Adenine (Ad) is a nucleo-base (a purine derivative) with a variety of roles in biochemistry including cellular respiration, in the form of both the energy-rich adenosine triphosphate (ATP) and the cofactors nicotinamide adenine dinucleotide (NAD) and flavin adenine dinucleotide (FAD), and protein synthesis, as a chemical component of DNA and RNA.

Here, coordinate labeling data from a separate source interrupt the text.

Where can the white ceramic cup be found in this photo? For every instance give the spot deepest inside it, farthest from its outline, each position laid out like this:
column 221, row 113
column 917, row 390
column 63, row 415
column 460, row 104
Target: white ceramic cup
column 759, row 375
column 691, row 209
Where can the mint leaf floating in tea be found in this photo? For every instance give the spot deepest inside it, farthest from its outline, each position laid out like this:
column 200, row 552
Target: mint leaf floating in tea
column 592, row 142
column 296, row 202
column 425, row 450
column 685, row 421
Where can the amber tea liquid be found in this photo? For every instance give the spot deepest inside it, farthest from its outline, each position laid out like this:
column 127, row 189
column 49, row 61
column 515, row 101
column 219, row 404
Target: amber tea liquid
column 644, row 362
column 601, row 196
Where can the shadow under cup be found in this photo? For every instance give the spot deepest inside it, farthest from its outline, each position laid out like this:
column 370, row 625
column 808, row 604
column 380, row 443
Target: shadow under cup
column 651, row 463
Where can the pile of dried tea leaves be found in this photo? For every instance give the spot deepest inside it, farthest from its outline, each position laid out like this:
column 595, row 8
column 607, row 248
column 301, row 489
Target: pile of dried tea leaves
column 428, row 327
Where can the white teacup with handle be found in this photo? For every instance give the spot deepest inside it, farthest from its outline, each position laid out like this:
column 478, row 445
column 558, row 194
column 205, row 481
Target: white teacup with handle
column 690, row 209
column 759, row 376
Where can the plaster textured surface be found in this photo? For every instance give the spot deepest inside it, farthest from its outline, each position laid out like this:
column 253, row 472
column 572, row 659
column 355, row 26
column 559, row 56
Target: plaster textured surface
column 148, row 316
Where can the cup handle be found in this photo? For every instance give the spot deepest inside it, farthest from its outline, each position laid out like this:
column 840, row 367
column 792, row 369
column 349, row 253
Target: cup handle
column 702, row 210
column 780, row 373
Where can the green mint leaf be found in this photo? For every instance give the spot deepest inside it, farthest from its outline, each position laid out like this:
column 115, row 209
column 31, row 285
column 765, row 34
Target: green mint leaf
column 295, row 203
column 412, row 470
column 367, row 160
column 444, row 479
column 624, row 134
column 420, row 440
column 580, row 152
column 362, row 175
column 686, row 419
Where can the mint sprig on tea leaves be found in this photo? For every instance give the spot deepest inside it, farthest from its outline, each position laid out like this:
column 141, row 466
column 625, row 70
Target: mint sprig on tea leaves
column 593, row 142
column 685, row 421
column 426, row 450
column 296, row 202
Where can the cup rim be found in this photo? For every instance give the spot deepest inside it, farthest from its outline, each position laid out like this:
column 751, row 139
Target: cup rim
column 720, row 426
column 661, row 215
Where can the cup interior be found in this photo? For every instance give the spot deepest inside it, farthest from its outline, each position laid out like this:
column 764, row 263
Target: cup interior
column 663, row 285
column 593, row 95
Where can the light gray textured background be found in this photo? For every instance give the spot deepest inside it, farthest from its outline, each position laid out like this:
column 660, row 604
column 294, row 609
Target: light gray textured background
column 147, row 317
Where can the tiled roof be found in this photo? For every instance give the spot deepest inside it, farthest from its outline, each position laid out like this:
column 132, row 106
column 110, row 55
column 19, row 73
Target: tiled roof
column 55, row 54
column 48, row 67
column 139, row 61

Adenine (Ad) is one of four chemical bases in DNA as in
Figure 1, with the other three being cytosine (C), guanine (G), and thymine (T). Within the DNA molecule, adenine bases located on one strand form chemical bonds with thymine bases on the opposite strand [
9].
1.2. Adenine Metabolism
A form of adenine called adenosine tri phosphate (ATP) serves as an energy storage molecule and is used to power many chemical reactions within the cell. Adenosine tri phosphate is used in cellular metabolism as one of the basic methods of transferring chemical energy between reactions. In DNA, adenine bonds only to thymine. It does so with two strong hydrogen bonds, so the bond is difficult to break and the code is difficult to damage. Adenine, has the chemical structure as shown in (
Figure 2a). Which is known as organic compound belong to the purine family, characterized by its nucleic acid, in this case called nucleotides, where the phosphate esters of adenosine (
Figure 2b) and deoxy adenosine (
Figure 2c) are clear in the structure, The importance of Adenine to RNA is similar to that of DNA. Adenosine tri phosphate is the nitrogenous base adenine bonded to a five carbon sugar. Adenosine tri phosphate is used in cellular metabolism as one of the basic methods of transferring chemical energy between, chemical reactions [
10].
Adenine is one of the two purine nucleo bases used in forming nucleotides of the nucleic acids DNA and RNA. The derivatives of purine are called adenine(A) and guanine(G). The other three bases—thymine(T), cytosine(C), and uracil(U)—are derivatives of pyrimidine, These four "code letters" allow cells to store their blueprint about how that life form is built. All cells of all living organisms, no matter how simple or complex, share this design [
11].
Spectroscopic study of the Cu(II) complexes with adenosine and adenine nucleotides, as adenosine mono phosphate (AMP), adenosine diphosphate (ADP), adenosine tri phosphate (ATP) and with inorganic polyphosphate solutions has been studied as a function of pH in the range 3 to 12, resulted in Cu(II)-adenosine phosphate complexes exist with a variety of forms in equilibrium, according to the state of ionization of the intrinsic adenine, phosphate and ribose groups. Mixed-ligand palladium(II) complexes with amino acids, cytosine, and adenine pH titration have been synthesized and characterized as 1:1:1 mixed-ligand complexes showing, palladium(II) (C5H5N5) (C5H8NO4)Cl complex. The coordination mode of amino acids, cytosine, and adenine to the palladium(II) ion is determined [
12,
13].
In the human body, adenine is synthesized in the liver. Biological systems tend to conserve energy, The vitamin folic acid is essential for adenine synthesis, Adenine forms adenosine, a nucleoside, when attached to ribose, and deoxy adenosine it forms adenosine triphosphate (ATP), a nucleotide, when three phosphate groups are added to adenosine Vitamin B4. Adenine is one of the two purine nucleo-bases (the other being guanine) used in forming nucleotides of the nucleic acids. In DNA, adenine binds to thymine via two hydrogen bonds to assist in stabilizing the nucleic acid structures. Adenine is one of the most interesting biological ligands which used for preparing and synthesizing different types of complexes [
12].
Here in, we report the synthesis, characterizations and thermal stabilities of Adenine complexes with some of the first series transition metals in a stoichiometric ratio of 1:2 (Mn+:L), where Mn+ = Mn2+, Fe3+, Co2+, Ni2+, Cu2+, Zn2+, and Cd2+ ions. The Complexes were characterized by the physicochemical techniques as, IR, UV–Visible, and molar conductance techniques. The stoichiometric ratios of the synthesized complexes were confirmed by using molar ratio method.